English | 简体中文
PhysLogic is a physics reasoning benchmark for evaluating both final-answer accuracy and the logicality of model reasoning processes.
This repository contains the evaluation code. The benchmark data are hosted on Hugging Face and loaded at runtime.
🎉 This work has been accepted to ICML 2026.
- Process-aware evaluation: PhysLogic evaluates not only whether a model reaches the right answer, but also whether its reasoning follows the core scientific logic behind the problem.
- Paper-derived physics problems: questions are constructed from logical derivations in physics academic papers, rather than from isolated textbook exercises.
- Logicality annotations: each example includes ordered logical nexuses and their importance weights, enabling automatic evaluation of reasoning fidelity, ordering, and progress.
- Structured benchmark split: the released benchmark covers physics subdomains, difficulty levels, and question types in a structured way.
PhysLogic evaluates physics problem solving from two views: final-answer accuracy and reasoning-process logicality.
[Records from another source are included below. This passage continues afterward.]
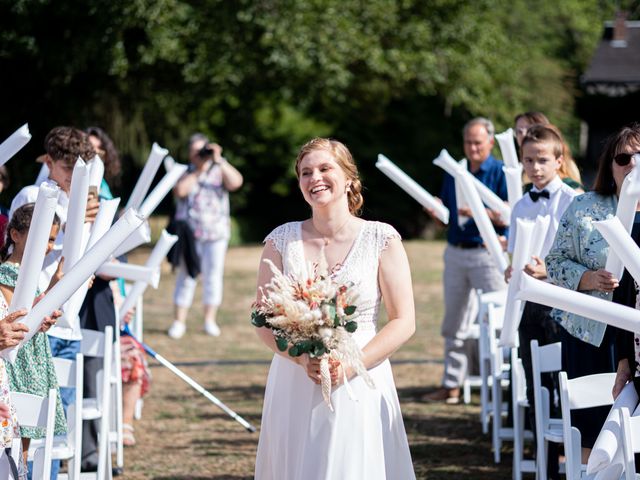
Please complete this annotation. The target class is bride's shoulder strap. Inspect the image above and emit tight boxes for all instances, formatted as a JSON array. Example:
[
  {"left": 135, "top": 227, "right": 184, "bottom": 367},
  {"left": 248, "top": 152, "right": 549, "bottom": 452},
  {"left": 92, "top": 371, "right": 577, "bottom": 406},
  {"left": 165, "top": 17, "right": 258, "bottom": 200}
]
[
  {"left": 373, "top": 222, "right": 402, "bottom": 253},
  {"left": 263, "top": 222, "right": 300, "bottom": 255}
]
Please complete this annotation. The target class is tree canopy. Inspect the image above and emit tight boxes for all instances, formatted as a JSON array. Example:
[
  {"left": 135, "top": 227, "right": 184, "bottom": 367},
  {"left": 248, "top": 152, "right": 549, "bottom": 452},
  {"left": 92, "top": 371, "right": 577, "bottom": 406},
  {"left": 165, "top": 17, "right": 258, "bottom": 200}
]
[{"left": 0, "top": 0, "right": 615, "bottom": 240}]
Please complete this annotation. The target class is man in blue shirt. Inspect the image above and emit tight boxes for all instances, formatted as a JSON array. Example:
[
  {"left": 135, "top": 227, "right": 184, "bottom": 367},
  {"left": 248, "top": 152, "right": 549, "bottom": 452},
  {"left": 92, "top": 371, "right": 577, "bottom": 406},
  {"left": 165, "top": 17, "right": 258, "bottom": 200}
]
[{"left": 426, "top": 117, "right": 507, "bottom": 404}]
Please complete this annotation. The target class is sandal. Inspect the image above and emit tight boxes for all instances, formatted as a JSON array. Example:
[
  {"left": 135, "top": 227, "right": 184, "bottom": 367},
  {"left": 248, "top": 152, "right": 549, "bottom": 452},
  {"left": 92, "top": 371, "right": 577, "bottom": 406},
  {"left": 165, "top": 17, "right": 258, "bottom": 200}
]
[{"left": 122, "top": 423, "right": 136, "bottom": 447}]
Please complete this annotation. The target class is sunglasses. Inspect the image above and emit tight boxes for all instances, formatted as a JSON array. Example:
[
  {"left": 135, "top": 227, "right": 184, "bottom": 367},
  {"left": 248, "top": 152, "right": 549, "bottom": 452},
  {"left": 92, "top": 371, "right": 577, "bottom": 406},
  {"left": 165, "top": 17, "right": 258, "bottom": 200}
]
[{"left": 613, "top": 152, "right": 640, "bottom": 167}]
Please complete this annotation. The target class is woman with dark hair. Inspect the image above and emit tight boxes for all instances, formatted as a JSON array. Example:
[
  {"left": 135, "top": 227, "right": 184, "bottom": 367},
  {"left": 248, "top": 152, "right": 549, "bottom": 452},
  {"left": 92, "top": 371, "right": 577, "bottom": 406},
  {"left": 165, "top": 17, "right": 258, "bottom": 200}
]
[{"left": 545, "top": 123, "right": 640, "bottom": 461}]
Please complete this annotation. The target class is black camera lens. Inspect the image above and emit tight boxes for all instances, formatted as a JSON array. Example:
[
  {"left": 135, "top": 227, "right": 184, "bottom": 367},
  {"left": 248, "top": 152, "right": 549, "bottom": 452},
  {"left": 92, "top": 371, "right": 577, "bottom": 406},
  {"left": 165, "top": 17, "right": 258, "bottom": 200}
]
[{"left": 198, "top": 145, "right": 213, "bottom": 158}]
The benchmark uses the concept of scientific logicality: a model response is compared with the key logical steps needed to solve the problem and with the final answer.
The evaluator compares model reasoning against the logical nexuses using three metrics:
F: Logical Fidelity, measuring coverage of required logical content;O: Causal Connection, measuring consistency with the intended derivational order;P: Inferential Progress, measuring forward movement in the reasoning path.
Use Python 3.10+.
pip install -r requirements.txtSet an API key for an OpenAI-compatible Chat Completions endpoint:
export OPENAI_API_KEY=...For non-OpenAI providers, pass --base_url and optionally choose a different
API-key environment variable with --api_key_env.
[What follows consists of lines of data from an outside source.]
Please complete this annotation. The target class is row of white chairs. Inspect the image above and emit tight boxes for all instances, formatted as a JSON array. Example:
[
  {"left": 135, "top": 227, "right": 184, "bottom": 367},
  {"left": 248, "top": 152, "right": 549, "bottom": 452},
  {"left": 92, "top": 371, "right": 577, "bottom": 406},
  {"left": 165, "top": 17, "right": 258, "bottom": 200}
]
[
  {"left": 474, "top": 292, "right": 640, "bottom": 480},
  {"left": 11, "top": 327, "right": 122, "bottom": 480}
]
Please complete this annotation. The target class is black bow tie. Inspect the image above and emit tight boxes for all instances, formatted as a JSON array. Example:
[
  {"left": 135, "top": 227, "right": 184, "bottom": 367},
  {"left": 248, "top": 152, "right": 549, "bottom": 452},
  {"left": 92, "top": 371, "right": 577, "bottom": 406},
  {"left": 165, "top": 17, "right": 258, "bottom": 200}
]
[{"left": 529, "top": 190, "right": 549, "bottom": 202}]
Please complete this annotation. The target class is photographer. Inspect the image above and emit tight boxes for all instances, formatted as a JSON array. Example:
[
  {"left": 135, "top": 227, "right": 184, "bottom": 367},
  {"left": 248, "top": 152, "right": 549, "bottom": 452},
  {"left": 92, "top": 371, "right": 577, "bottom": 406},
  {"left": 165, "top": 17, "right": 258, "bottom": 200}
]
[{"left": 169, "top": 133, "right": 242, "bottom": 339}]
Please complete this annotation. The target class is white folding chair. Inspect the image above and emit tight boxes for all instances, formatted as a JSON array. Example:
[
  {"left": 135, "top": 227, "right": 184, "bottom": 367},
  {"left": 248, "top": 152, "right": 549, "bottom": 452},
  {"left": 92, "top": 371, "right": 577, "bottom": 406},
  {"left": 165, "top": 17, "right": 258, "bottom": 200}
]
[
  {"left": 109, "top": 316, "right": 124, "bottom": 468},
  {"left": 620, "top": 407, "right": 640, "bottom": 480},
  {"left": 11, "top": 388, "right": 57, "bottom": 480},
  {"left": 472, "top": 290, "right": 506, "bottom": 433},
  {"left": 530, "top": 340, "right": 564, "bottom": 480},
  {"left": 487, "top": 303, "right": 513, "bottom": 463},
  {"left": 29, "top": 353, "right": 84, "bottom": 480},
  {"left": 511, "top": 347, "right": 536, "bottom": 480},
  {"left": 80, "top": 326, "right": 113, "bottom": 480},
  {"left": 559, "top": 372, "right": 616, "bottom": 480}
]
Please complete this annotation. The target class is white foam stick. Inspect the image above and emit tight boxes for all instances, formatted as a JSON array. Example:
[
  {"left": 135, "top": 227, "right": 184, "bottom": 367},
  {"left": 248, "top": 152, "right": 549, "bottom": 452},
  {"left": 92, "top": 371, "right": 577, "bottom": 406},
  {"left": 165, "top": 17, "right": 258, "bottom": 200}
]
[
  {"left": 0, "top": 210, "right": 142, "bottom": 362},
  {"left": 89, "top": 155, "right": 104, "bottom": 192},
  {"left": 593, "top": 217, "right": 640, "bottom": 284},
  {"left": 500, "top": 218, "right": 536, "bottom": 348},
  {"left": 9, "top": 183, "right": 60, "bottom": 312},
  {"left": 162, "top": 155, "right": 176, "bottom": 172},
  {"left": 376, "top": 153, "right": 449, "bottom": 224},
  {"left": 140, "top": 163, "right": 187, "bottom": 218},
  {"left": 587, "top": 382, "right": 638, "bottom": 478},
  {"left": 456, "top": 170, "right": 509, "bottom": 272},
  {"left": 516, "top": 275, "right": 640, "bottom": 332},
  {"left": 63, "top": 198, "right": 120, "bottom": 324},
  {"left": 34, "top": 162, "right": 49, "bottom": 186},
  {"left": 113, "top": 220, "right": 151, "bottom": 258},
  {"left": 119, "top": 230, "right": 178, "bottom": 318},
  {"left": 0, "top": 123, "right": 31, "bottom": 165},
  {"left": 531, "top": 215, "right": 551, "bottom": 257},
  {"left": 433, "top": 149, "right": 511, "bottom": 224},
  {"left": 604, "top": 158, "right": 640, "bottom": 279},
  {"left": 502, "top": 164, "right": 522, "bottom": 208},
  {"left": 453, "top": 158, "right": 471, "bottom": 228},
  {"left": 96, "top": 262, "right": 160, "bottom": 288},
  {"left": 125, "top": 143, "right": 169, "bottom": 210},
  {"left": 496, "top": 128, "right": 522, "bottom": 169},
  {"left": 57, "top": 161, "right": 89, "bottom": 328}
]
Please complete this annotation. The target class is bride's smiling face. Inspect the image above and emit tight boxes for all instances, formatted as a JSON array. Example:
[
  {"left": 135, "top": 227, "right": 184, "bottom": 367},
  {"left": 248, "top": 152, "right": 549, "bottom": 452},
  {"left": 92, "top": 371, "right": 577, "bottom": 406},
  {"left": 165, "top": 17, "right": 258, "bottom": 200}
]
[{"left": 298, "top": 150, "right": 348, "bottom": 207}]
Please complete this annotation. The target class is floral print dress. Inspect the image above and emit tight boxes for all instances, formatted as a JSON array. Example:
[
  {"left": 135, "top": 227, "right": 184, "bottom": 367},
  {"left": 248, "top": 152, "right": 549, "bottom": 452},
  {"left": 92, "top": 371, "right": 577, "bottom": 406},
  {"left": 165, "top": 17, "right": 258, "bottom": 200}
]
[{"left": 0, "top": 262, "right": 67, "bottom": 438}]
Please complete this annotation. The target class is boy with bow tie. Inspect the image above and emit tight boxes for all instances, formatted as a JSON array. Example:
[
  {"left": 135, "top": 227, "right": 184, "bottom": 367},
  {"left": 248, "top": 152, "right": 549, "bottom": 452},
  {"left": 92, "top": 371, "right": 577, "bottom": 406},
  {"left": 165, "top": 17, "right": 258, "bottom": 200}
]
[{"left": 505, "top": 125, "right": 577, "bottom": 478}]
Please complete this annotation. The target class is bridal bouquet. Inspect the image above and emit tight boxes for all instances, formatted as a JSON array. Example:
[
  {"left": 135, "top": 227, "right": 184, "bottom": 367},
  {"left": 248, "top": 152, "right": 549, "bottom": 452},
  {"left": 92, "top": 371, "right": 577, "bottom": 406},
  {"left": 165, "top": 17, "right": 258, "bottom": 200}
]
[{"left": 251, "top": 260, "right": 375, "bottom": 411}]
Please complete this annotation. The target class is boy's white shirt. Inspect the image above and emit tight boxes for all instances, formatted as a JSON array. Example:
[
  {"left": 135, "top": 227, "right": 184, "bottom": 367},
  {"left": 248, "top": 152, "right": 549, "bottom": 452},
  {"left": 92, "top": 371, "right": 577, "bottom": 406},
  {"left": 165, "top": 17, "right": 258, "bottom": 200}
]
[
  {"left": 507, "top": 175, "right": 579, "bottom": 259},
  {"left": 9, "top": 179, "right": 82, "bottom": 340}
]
python src/benchmarking.py \
--model_id gpt-4o-mini \
--run_name gpt-4o-mini \
--concurrency 12--concurrency is the number of parallel API workers. It is not a single-request
batch size. Increase it only within your provider's rate limits.
For an OpenAI-compatible local or third-party endpoint:
python src/benchmarking.py \
--model_id your-model \
--base_url http://localhost:8000/v1 \
--api_key_env OPENAI_API_KEY \
--run_name your-model \
--concurrency 8Outputs are written to:
results/<run_name>/{choice,comp_n,comp_e,proof}.json
If you already generated model outputs, create a JSONL file with one object per line:
{"uid": "example-id", "answer_pred": "solution text with \\boxed{...}", "reasoning_pred": "optional reasoning text"}Then run:
python src/benchmarking.py \
--predictions_path predictions.jsonl \
--run_name my_predictionsreasoning_pred is optional. If it is absent, the evaluator uses API
reasoning_content when available, then <think>...</think> content when
present, and otherwise the full visible output.
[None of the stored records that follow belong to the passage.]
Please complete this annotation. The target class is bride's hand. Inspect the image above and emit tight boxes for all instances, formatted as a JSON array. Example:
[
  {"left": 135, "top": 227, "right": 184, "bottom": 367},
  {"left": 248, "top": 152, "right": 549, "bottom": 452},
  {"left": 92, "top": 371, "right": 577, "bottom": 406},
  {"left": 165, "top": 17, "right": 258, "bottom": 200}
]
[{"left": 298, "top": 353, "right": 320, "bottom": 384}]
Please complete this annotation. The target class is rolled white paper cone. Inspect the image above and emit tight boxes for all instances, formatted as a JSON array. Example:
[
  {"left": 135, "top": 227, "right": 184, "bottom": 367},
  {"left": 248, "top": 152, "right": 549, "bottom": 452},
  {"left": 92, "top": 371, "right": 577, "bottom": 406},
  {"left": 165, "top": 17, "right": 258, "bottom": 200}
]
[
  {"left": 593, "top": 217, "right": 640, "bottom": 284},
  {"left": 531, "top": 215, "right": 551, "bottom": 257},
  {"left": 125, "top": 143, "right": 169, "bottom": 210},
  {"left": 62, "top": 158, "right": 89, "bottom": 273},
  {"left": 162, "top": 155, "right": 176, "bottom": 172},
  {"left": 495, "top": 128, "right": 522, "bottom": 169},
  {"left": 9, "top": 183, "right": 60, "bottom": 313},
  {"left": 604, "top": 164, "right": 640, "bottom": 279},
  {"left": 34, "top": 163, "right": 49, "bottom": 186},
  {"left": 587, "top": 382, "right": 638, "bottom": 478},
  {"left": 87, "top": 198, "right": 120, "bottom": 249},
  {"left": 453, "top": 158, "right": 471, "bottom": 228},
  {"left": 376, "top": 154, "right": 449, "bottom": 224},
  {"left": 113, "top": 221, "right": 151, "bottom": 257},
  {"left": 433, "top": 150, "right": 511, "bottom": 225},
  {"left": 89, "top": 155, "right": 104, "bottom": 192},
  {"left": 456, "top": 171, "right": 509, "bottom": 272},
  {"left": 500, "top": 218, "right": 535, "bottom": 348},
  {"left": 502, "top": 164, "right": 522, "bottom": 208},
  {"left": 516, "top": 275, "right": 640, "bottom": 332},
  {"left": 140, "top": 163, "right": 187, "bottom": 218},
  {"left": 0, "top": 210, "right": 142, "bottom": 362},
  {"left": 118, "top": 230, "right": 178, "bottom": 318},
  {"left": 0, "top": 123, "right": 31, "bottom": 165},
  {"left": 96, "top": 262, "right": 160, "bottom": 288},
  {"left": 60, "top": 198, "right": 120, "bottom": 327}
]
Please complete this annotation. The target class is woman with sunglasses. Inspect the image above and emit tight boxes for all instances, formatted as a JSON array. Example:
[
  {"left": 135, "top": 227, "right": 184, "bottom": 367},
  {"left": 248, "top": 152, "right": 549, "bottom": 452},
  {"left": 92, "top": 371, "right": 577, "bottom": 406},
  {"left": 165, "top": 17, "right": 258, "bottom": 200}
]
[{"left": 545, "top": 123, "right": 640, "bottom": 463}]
python src/result_summary.py --run_name gpt-4o-mini --save_jsonThis prints per-type and overall averages:
Acc: macro accuracy overchoiceandcomp_nonlyF/O/P: macro averages over all evaluated examplesRecall/Precision: supporting values for Logical Fidelity
For direct aggregation from a path:
python src/result_summary.py --results_dir results/gpt-4o-minisrc/benchmarking.py Benchmark runner and CLI orchestration
src/model_client.py OpenAI-compatible API client with concurrent requests
src/answer_scoring.py Final-answer accuracy scoring for choice and comp_n
src/logicality_metrics.py F/O/P logicality metric implementation
src/result_summary.py Per-type and overall result aggregation
src/prompt/LLM_judge.md Optional LLM judge prompt for non-numeric comp_n cases
--output_dir results
--question_types choice,comp_n,comp_e,proof
--encoder_model all-MiniLM-L6-v2
--similarity_threshold 0.3
--judge_model_id <model>
--judge_concurrency 10
--limit_per_type 2
--judge_model_id is only needed when a comp_n answer cannot be judged by
numeric extraction and requires an LLM textual judgement.